Sustainability in Action at ESF
Energy from the sun Photovoltaics are materials that produce electrical current when exposed to solar energy in the form of sunlight. This phenomenon was first discovered by French physicist Alexandre-Edmond Becquerel in 1839. In 1954 Bell Laboratories developed the first photovoltaic modules able to store energy, which were then used by the space industry to fuel satellites. Today, photovoltaics are utilized in a number of settings, even in remote locations away from the electric grid, and they come in a variety of sizes.
Photovoltaic cells are made up of layers of semiconducting materials, typically an ultra-thin layer on top of a thicker layer. These layers are treated with different chemicals, and when placed together form a semi-impermeable electric field. Think of this electric field as a one way street, allowing movement of electrons up, but not down.
When sunlight hits the panels, electrons are knocked loose from atoms in the upper layer. These electrons want to move toward the oppositely charged lower layer but are blocked by the electric field. By providing an alternative pathway in the form of an electric circuit, a conduit is formed and the movement of electrons along this path creates a direct electrical current. This can be converted to alternating current by means of a power inverter, or the electrons loop back through the photovoltaic cell and up through the electric field. The process continues as long as solar energy continues to hit the photovoltaic cell. The creation of electricity within a photovoltaic cell is a clean process. There is no combustion causing pollution, and the cells are highly adaptable for different uses.

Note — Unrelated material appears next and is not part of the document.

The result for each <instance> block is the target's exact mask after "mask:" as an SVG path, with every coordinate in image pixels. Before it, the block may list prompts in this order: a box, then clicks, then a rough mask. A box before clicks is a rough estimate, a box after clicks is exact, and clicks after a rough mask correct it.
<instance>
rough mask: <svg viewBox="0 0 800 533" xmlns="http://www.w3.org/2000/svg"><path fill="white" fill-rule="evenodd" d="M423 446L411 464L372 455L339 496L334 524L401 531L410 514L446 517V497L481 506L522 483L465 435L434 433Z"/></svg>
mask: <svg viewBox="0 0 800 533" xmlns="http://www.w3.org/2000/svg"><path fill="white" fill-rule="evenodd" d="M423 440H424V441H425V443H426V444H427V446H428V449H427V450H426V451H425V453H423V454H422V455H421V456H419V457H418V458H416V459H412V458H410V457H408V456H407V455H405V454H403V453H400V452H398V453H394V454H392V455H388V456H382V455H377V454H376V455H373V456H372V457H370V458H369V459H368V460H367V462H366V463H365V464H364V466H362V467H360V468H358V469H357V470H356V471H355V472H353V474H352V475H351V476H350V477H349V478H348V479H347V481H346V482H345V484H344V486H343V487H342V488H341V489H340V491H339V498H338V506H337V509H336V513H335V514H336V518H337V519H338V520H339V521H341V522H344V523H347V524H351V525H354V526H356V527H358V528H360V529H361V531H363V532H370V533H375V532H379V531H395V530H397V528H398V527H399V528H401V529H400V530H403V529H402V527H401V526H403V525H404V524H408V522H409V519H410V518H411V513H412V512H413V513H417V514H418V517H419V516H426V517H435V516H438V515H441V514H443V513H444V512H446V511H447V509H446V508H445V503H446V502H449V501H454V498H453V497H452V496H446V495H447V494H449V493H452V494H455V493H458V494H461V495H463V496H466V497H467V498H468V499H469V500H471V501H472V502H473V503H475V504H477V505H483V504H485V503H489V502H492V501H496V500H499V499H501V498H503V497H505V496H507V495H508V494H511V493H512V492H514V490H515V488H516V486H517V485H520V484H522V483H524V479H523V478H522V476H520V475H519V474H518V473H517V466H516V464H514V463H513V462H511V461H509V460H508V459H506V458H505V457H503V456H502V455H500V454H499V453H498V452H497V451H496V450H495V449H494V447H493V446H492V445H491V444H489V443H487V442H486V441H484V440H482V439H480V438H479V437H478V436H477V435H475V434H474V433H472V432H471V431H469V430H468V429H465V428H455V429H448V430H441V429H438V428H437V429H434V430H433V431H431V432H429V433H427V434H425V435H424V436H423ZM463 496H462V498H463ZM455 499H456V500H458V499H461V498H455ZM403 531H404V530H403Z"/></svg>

ESF is using first-generation photovoltaic cells composed of silicon. Other types of photovoltaics utilize different materials, and the cells have continued to become thinner and more efficient. Increasingly, photovoltaic systems are being used in place of traditional energy sources or in conjunction with them, resulting in a decreased demand for fossil fuels. As advancements in capturing, storing and using solar energy improve, photovoltaic systems will continue to become more efficient and cost effective.